RTD Temperature Spikes and Erratic Readings


Thread Starter

Ahmed Ali Khan

Hello everyone,

We have three CAT 3516C Gas Generators installed in our facility. 2 out of 3 runs under normal operation and third one acts as a standby. Two days ago we observed a tripping of the one of the Gas Generator occurred due to high temperature of Stator Windings of the Alternator. RTDs has been installed for sensing of the temperature in the stator. We considered loose connections in the wiring and thus carried out tightening of all the connections. The temperature was restored to normal values after tightening of connections. This generator was put on standby. Today this generator was in in stop condition and high temperature alarm was actuated and tripping signal was initiated although it was not running. The high value of the temperature reading stayed for around 2 minutes and then it returned to its normal value.
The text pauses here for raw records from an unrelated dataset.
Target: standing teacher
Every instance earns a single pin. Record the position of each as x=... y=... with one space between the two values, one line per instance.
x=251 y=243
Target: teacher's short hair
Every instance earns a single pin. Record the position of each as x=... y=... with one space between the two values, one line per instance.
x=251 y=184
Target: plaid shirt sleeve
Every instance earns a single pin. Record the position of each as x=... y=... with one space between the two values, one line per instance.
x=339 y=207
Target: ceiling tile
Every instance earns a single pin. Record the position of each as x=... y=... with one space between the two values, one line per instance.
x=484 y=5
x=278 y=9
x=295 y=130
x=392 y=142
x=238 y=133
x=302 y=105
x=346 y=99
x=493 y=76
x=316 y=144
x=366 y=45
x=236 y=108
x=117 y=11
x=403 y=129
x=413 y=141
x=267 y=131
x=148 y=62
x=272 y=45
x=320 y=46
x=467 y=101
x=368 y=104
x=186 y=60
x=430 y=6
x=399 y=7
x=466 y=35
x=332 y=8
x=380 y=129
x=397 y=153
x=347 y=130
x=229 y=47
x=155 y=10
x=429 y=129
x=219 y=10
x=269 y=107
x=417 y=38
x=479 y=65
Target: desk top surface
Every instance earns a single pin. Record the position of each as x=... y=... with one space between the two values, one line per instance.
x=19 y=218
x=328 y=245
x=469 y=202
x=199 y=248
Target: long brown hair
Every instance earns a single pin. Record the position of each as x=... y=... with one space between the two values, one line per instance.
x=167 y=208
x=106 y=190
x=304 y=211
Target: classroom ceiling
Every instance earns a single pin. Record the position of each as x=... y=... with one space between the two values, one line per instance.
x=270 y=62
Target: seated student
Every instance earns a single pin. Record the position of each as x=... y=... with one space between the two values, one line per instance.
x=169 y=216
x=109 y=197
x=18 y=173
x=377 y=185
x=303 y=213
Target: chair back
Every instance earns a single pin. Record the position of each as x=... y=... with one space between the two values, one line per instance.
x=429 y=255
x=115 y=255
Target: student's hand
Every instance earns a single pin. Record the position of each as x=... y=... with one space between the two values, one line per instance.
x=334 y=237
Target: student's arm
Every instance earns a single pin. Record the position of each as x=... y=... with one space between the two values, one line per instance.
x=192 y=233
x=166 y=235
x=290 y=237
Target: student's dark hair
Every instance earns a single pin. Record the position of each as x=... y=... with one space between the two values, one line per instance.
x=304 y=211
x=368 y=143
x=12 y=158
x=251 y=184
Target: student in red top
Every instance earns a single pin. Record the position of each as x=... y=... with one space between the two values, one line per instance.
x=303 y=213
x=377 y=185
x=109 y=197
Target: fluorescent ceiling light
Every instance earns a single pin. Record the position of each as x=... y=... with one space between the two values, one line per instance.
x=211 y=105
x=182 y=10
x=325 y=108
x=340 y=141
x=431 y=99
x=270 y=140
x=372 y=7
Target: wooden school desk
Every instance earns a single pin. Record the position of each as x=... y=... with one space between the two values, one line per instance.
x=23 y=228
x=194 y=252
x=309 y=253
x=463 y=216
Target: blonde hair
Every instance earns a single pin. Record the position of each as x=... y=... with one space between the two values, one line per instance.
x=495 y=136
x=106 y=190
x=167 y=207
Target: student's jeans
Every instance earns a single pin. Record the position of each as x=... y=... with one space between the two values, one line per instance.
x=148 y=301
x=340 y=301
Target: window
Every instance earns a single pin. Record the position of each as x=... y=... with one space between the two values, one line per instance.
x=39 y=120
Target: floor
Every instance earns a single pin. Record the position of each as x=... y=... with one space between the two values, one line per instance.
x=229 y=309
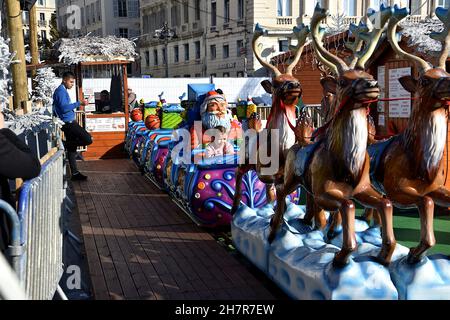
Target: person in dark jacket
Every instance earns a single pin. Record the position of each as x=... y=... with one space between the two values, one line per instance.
x=16 y=161
x=75 y=135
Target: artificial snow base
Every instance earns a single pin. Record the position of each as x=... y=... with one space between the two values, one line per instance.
x=300 y=261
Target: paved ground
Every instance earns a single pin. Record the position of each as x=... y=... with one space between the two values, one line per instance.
x=140 y=245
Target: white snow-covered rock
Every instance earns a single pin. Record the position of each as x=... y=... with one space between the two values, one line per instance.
x=300 y=261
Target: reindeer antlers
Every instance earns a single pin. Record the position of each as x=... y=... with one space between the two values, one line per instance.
x=371 y=38
x=324 y=61
x=444 y=36
x=356 y=46
x=327 y=58
x=301 y=33
x=259 y=31
x=396 y=16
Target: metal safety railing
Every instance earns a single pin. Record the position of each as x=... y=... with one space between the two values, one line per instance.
x=81 y=119
x=41 y=212
x=315 y=112
x=37 y=230
x=10 y=287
The second time around, no rectification activity was carried out and the temperature returned to its normal value on its own. Has anyone ever faced such issue before? Any inputs will be highly appreciated.
As the temp had returned back momentarily means the issue is related to RTDs and its integrity. suggest to interchange the RTD connections to confirm the defective loop.
1) I'm not a generator guy, but I have to believe that the specific point that tripped the high alarm has to be in an error/fault log somewhere. That should point you in the right direction as to which sensor circuit to investigate.

2) An RTD high alarm is caused by a higher resistance at the analog input that the equivalent resistance value for the alarm temperature alarm value.

a) High resistance can be caused by loose wire or a single strand of multistranded (not solid) wire barely making contact, breaking open or coming loose from the connection.

One recent episode had terminal loose connection inside the RTD plug(jack), as shown in the photo here,


The cover piece partially held the wire in place, but the wire would make intermittent contact with the terminal screw. An open circuit is a very high resistance which can trigger an alarm.

As much as I like the convenience of RTD plugs and jacks, I'm always suspicious of others' wiring techniques, which can be pretty awful, so the first thing I suspect is plugs and jacks.

b) I've had RTD's fail internally presumably from vibration. The very thin wires inside the sheath can fail and make or break depending on temperature or vibration.

c) Over the years I recall having found two stripped terminal screws on the old style terminal blocks (my father's style), the dual row of screw connections with the raised bakelite dividers between screw connections.

d) I hate wire nuts for instrumentation wiring, but I run into them here and there. I've found more than one bad connection because the wires were not in contact with each other. Typically, a wirenut sized for three #12's but underneath are two 20g conductors.